Prenant de l’ampleur, le projet a migré dans sa forme, en devenant un livre publié aux éditions Le Lombard, mais également une exposition.
Le livre, dont vous pouvez retrouver une partie de l’introduction dans cette note du tumblr, comporte à la fois des histoires illustrées, mais aussi des post-faces de figures emblématiques d’Internet, qui ont déjà pris position sur le sujet et dont nous avons pu déjà parler au sein de Légothèque (dans notre Diigo par exemple).

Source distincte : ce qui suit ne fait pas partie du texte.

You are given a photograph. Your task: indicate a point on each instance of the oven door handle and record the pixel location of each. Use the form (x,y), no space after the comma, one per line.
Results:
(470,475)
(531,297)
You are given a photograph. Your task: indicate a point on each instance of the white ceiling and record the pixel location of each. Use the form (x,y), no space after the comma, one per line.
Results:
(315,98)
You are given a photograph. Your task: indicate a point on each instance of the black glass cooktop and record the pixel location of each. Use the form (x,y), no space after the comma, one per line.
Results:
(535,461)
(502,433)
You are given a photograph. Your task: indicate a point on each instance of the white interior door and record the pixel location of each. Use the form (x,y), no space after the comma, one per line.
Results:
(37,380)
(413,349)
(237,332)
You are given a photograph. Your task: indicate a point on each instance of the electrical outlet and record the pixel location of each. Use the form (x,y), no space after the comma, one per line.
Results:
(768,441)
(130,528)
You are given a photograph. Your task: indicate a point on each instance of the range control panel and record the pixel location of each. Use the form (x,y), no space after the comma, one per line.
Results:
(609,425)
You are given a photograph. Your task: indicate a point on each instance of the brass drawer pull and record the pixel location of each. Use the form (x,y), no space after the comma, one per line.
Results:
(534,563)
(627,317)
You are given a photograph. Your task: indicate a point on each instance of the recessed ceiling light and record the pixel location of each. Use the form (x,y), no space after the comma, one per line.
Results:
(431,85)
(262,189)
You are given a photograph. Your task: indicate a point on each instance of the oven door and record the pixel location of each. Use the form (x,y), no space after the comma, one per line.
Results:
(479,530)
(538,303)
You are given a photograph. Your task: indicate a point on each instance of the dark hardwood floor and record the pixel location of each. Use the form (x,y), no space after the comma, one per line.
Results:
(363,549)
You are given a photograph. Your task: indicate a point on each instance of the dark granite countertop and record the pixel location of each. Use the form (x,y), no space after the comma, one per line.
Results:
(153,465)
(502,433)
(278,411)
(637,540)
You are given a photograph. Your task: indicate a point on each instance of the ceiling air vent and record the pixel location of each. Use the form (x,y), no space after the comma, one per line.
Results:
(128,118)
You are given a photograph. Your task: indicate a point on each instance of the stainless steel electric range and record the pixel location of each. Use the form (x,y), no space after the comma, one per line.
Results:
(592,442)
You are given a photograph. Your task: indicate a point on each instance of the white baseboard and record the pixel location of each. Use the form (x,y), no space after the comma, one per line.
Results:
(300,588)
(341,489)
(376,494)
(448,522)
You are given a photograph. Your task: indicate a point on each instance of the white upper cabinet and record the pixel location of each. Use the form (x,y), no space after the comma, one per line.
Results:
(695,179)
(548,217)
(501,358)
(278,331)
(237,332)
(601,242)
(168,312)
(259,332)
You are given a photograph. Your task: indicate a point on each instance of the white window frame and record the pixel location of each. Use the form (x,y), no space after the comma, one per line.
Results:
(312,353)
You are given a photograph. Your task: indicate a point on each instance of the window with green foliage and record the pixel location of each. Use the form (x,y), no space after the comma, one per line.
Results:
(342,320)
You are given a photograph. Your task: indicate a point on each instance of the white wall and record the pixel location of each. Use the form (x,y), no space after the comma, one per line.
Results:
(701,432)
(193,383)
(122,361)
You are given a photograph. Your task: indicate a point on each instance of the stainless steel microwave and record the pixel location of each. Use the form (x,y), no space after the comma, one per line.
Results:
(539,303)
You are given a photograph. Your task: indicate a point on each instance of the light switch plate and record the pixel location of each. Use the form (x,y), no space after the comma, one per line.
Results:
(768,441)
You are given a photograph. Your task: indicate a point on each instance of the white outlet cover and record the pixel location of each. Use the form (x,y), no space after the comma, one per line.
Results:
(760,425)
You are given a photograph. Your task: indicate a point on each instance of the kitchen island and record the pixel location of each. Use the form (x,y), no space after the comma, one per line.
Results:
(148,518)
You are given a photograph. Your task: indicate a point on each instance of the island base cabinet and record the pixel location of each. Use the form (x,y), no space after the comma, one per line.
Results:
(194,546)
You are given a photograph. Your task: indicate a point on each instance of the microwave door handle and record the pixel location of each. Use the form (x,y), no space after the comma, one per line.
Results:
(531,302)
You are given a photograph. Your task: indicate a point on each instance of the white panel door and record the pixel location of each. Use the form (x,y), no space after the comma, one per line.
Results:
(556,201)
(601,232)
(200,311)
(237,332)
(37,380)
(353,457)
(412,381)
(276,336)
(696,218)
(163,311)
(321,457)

Quant à l’exposition, elle fait partie d’une initiative lancée par la mairie de Toulouse concernant les violences faites aux femmes, et devait prendre place dans un square, au milieu d’autres illustrations. Si cette initiative sort aujourd’hui (voir ici et là), c’est que certaines planches ont été jugées « dérangeantes » par une élue, qui a demandé le retrait du projet dans l’exposition. Le contexte du montage de l’exposition n’étant pas tout à fait clair, et si l’on peut s’interroger sur l’opportunité d’une telle action de retrait, aussi soudaine a priori, il est aussi important de s’interroger sur la représentation d’une réalité pas toujours acceptée dans l’espace public. Se voiler la face par rapport à la place des femmes dans la société, et les libertés observées chez certains hommes qui ne considèrent les femmes qu’à hauteur de leur tenue et/ou de leur sex-appeal, c’est nier un sentiment d’insécurité vécu au quotidien par des femmes, majoritairement. La journée des violences faites aux femmes, qui a lieu le 25 novembre chaque année, est un élément de communication qui permet de mettre en avant la réalité de comportements observés dans la société d’aujourd’hui.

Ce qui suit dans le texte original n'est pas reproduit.